The Yale romanizations are four systems created at Yale University for romanizing the four East Asian languages of Mandarin, Cantonese, Korean, and Japanese. The Yale romanization for Mandarin was created during World War II for use by United States military personnel, while the Yale romanization systems for the other three languages were created later, in the 1960s and 1970s.
Mandarin Yale was developed in 1943 by George Kennedy to help prepare American soldiers to communicate with their Chinese allies on the battlefield. Rather than try to teach recruits to interpret the standard romanization of the time, the Wade-Giles system, a new system was invented that utilized the decoding skills that recruits would already know from having learned to read English, i.e. it used English spelling conventions to represent Chinese sounds.

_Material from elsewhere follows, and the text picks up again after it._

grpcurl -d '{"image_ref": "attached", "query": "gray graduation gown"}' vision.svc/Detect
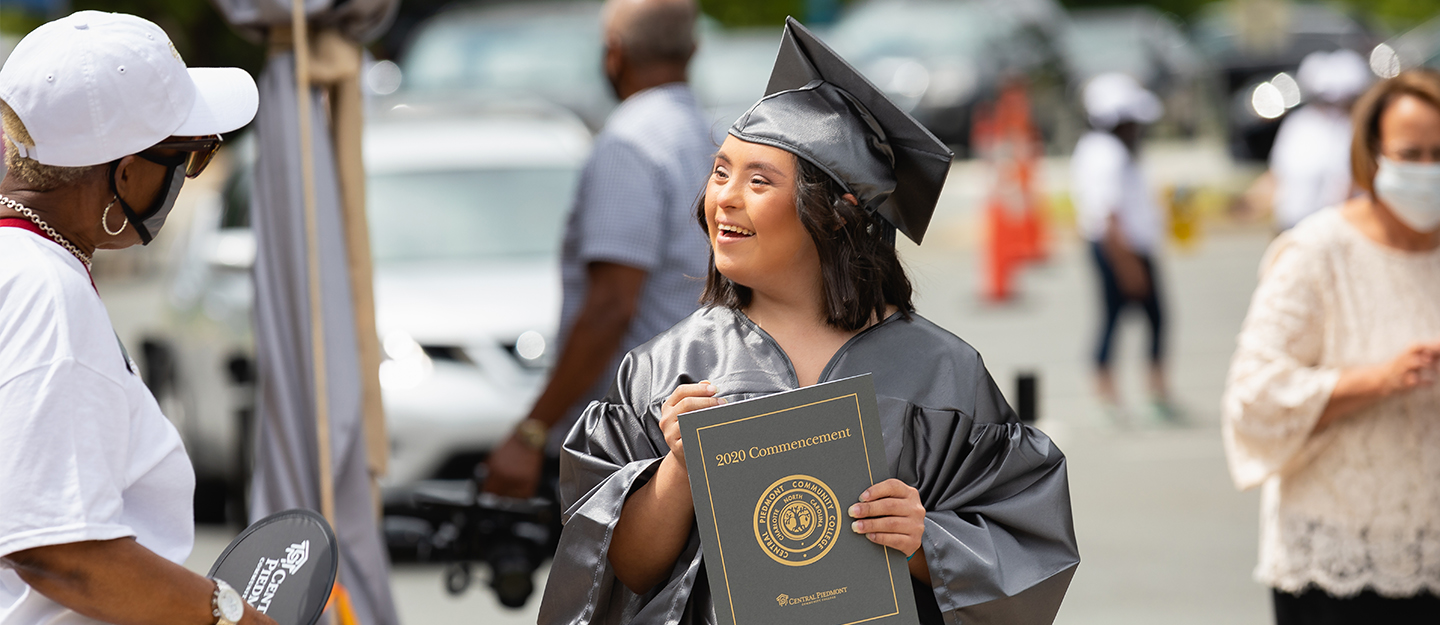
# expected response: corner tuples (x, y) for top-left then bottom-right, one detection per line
(540, 307), (1080, 625)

It avoided the main problems that the Wade-Giles system presented to the uninitiated student or news announcer trying to get somebody's name right in a public forum, because it did not use the "rough breathing (aspiration) mark" (which looks like an apostrophe) to distinguish between sounds like jee and chee. In Wade-Giles the first of those would be written chi and the second would be written ch'i. In the Yale romanization they were written ji and chi. The Yale system also avoids the difficulties faced by the beginner trying to read pinyin romanization, which uses certain Roman letters and combinations of letters in such a way that they no longer carry their expected values.